Solution: Valuation of Goodwill (Super Profit Method)
Goodwill = Super Profit × Number of Years Purchase
Super Profit = Average Profit − Normal Profit − Remuneration
Step 1: Calculate Average Profit
Total Profit = 7,000 + 13,000 + 12,000 + 8,000 = Rs. 40,000
Average Profit = Total Profit / 4 = 40,000 / 4 = Rs. 10,000
Step 2: Calculate Normal Profit
Normal Profit = Capital Employed × Normal Rate of Return (NRR)
Normal Profit = 50,000 × 15% = Rs. 7,500
Step 3: Calculate Super Profit
Remuneration = Rs. 500 p.a.
Super Profit = 10,000 − 7,500 − 500 = Rs. 2,000
Step 4: Calculate Goodwill
Goodwill = 2,000 × 2 = Rs. 4,000
13. M/s Vijay trading company earned net profit during the last four years was follows:
- 1st Year: Rs. 57,000
- 2nd Year: Rs. 44,000
- 3rd Year: Rs. 61,000
- 4th Year: Rs. 58,000
The capital investment made by the company is Rs. 1,50,000. Normal Rate of return on capital is 20%. The remuneration of the partners during this period is Rs. 500 p.m.

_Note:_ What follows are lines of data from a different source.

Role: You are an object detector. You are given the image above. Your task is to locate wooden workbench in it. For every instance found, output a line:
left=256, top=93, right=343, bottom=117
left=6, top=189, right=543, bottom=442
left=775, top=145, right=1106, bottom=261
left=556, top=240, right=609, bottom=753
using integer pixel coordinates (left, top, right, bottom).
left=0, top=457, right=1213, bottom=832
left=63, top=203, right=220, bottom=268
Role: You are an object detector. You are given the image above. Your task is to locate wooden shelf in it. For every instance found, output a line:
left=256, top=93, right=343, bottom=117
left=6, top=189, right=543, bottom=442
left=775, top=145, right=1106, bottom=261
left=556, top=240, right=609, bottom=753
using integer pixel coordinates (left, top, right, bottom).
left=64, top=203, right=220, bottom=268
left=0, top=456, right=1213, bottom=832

Good will is valued at 2 years purchase of Average Super profit of above mentioned period.
Solution: Valuation of Goodwill (Super Profit Method)
Goodwill = Super Profit × Number of Years Purchase
Super Profit = Average Profit − Normal Profit − Remuneration
Step 1: Calculate Average Profit
Total Profit = 57,000 + 44,000 + 61,000 + 58,000 = Rs. 2,20,000
Average Profit = Total Profit / 4 = 2,20,000 / 4 = Rs. 55,000
Step 2: Calculate Normal Profit
Normal Profit = Capital Employed × Normal Rate of Return (NRR)
Normal Profit = 1,50,000 × 20% = Rs. 30,000
Step 3: Calculate Super Profit
Remuneration = Rs. 500 per month = 500 × 12 = Rs. 6,000 p.a.